Lo scontento del quarto stato
I progressi rispetto alla legislazione occidentale furono altrettanto significativi in altri settori: l’eguaglianza fra gli sposi, il divorzio e l’aborto, introdotti senza restrizioni già nel 1917. Le donne avevano il diritto ad assentarsi per maternità conservando il posto di lavoro. Già dal 1918 oltre mezzo secolo prima che in Italia i bambini nati fuori dal matrimonio si videro riconosciuti gli stessi diritti dei figli legittimi. Nel diritto penale Lenin si sforzò di rendere effettivo il principio di rieducazone dovuto alla concezione del crimine come prodotto delle condizioni sociali. Le pene furono radicalmete ridotte, il carcere sostituito da campi di rieducazione in cui si poteva imparare un lavoro. L’eutanasia fu depenalizzata e così la sodomia fin dal 1920. Importanti programmi, informati alla tutela dei diritti delle lavoratrici del sesso, vennero istituiti per risolvere il problema della prostituzione. Nel diritto internazionale il governo sovietico denunciò la prassi dei trattati segreti pubbicandone oltre 100 conclusi dallo Zar ai danni dei più varii popoli. Nel 1919 il governo bolscevico rinunciò a tutti i suoi privilegi internazionali comprese capitolazioni e extraterritorialità di cui godeva in Persia, Cina, Afghanistan e Turchia.

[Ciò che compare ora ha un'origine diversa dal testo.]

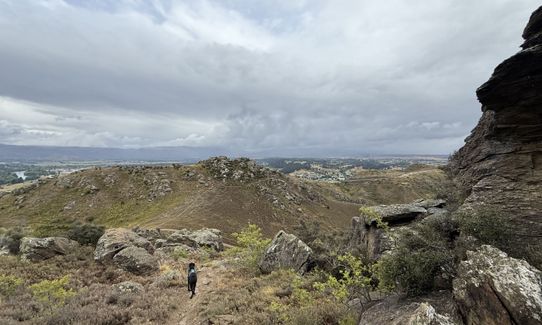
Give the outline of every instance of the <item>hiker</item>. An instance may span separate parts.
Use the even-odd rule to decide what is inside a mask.
[[[188,291],[192,291],[190,299],[196,295],[196,283],[198,282],[198,275],[196,273],[196,264],[188,264]]]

Questo insieme di legge nazionali gettarono nel panico le Cancellerie occidentali alle prese con lo scontento del quarto stato. La risposta a questo stato di cose generò una trasformazione giuridica che sembrava definitive anche in Italia ancora quando, nei primi anni Ottanta, frequentavo la facoltà di Giurisprudenza da studente (statuto lavoratori, equo canone, legge sulla casa). Subito dopo la conferenza di Versailles, nel primo dopoguerra, nacque l’Ilo (Organizzazione Internazionale del lavoro) e il modello sovietico ispirò gli aspetti più sociali delle Costituzioni del secondo dopoguerra, nonché gli aspetti che oggi sembrano più utopistici della Carta delle Nazioni Unite e della Convenzione Europea per i diritti dell’uomo. La legislazione sovietica guidò la trasformazione nella concezione occidentale del diritto internazionale (inclusa la decolonizzazione), del diritto di famiglia, del diritto penale, del diritto contrattuale, di quello di proprietà e perfino della desegregazione razziale negli Stati Uniti. Nell’Occidente capitalista il rapporto fra diritto privato e diritto pubblico uscì sconvolto a favore di quest’ultimo. Con il muro di Berlino e con l’epurazione dei giuristi della Germania Est che seguì l’unificazione, caddero non soltanto un ideale ma l’anelito all’incusione sociale tramite il diritto che sopravviveva nella Repubblica democratica tedesca.
Senza incentivi esterni, in nome della flessibilità, dell’efficienza e del mercato siamo tornati all’autoritarismo bigotto dei padroni delle miniere, che esportiamo sotto la voce democrazia.